La fine è nota: Pintacuda, cacciato da Sorge dall’Istituto Arrupe nel settembre del terribile 1992, si fa ideologo della Rete ma poco dopo rompe anche con Orlando, per ragioni che neanche questo libro chiarisce, dando eco alla voce secondo la quale il gesuita chiedesse un ruolo nella macchina comunale che l’ex allievo rieletto sindaco a furor di popolo non era disposto a concedergli. Ma è un’ipotesi che non basta a spiegare un big bang innescato da incomprensioni, diffidenze, gelosie, risentimenti covati nel connubio fra due ego ugualmente voluminosi, o forse dalla psicoanalitica “uccisione del padre” da parte del giovane diventato adulto. L’ultima stagione di Pintacuda, salito a bordo del taxi del centrodestra che lo porta sulla poltrona di presidente dell’ente regionale Cerisdi, vede il gesuita di Prizzi disegnare dal Castello Utveggio futuribili scenari euromediterranei, come sempre al confine fra utopia e potere. Fino alla repentina morte, nel 2005, nel grande freddo dei suoi vecchi compagni di strada che non gli avevano perdonato di aver saltato il fosso in un’Italia in cui il bipolarismo si era trasfigurato in guerra di religione. 

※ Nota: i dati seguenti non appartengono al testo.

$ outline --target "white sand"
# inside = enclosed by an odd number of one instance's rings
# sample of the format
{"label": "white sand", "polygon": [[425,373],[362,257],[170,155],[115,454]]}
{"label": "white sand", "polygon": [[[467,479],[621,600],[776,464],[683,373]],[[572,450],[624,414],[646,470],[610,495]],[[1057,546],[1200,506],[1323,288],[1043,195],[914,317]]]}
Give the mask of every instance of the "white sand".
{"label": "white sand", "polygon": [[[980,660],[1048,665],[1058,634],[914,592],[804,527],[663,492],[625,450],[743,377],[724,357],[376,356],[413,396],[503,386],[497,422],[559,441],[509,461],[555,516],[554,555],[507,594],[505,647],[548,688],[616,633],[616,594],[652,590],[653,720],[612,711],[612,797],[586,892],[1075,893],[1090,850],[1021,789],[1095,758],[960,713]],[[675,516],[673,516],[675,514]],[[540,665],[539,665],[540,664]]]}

Un vincitore sconfitto, come a suo modo anche Sorge, che sino alla fine dei suoi giorni sarà voce nel deserto di una politica sempre più lontana dai valori cristiani, e spesso dai valoritout court. 

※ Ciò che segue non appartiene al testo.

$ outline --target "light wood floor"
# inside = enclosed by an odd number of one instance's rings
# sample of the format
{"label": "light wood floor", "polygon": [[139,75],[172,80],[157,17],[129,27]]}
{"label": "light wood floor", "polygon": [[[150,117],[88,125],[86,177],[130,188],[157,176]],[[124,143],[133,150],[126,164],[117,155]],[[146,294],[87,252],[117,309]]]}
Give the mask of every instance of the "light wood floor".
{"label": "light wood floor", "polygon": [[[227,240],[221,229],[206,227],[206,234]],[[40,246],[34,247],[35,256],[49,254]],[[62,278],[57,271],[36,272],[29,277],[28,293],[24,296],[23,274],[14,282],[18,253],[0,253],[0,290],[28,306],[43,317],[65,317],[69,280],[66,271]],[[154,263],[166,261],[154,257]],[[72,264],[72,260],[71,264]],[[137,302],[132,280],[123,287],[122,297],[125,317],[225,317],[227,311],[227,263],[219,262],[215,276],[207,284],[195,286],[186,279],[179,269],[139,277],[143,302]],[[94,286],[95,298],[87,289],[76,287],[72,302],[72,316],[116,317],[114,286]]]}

Sullo sfondo, una città e un sindaco che, nella severa disamina di Toro e Vara, hanno archiviato, insieme con i furori, anche la speranza della redenzione. E che guardano alla Primavera coniugando i verbi al passato remoto, raccontando e fantasticando, ricordando e commuovendosi, come si addice a ogni epopea gloriosa, lasciata in eredità alla storia e ai suoi narratori.